Passage #136: 15 February 2012
Men Are from Mars, Women Are from Venus
The truth is that we know almost nothing conclusively about the actual
St. Valentine whose feast is celebrated at the end of the second week
of February. He was a martyred saint of ancient Rome, born on April
16th, and buried on the Via Flaminia, but otherwise his life remains a
mystery. He may have been a priest in Rome. Or a bishop of Interamna.
Or a martyr in the Roman province of Africa. Valentine was a popular
name in antiquity.
The story of the judge and the adopted blind daughter and the laying on of hands, that came later. And still it had nothing whatsoever to do with romantic love. For that, we can look to either a misreading of Chaucer or the coincidence of Valentine's feast with the ancient Roman fertility rite Lupercalia, which was observed the 13th through 15th of February. Or just blame the greeting card companies.

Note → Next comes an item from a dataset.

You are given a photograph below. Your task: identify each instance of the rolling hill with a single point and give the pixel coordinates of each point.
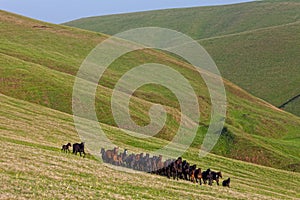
(39, 62)
(33, 167)
(255, 45)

As with the saint and the holiday, so with love itself: a mystery, a mess. We don't understand it and even less do we understand each other. Well, this ride is all about exploration and so this week we explore romance by venturing to the home worlds of Man and Woman*: Mars and Venus -- or their closest Angeleno equivalents. We shall probe the human heart and stare out into that sea of love.
* Ugh, sorry to sound so annoyingly hetero-normative, but we're riffing on clichés here (and clichés being somewhat naturally socially retrogressive).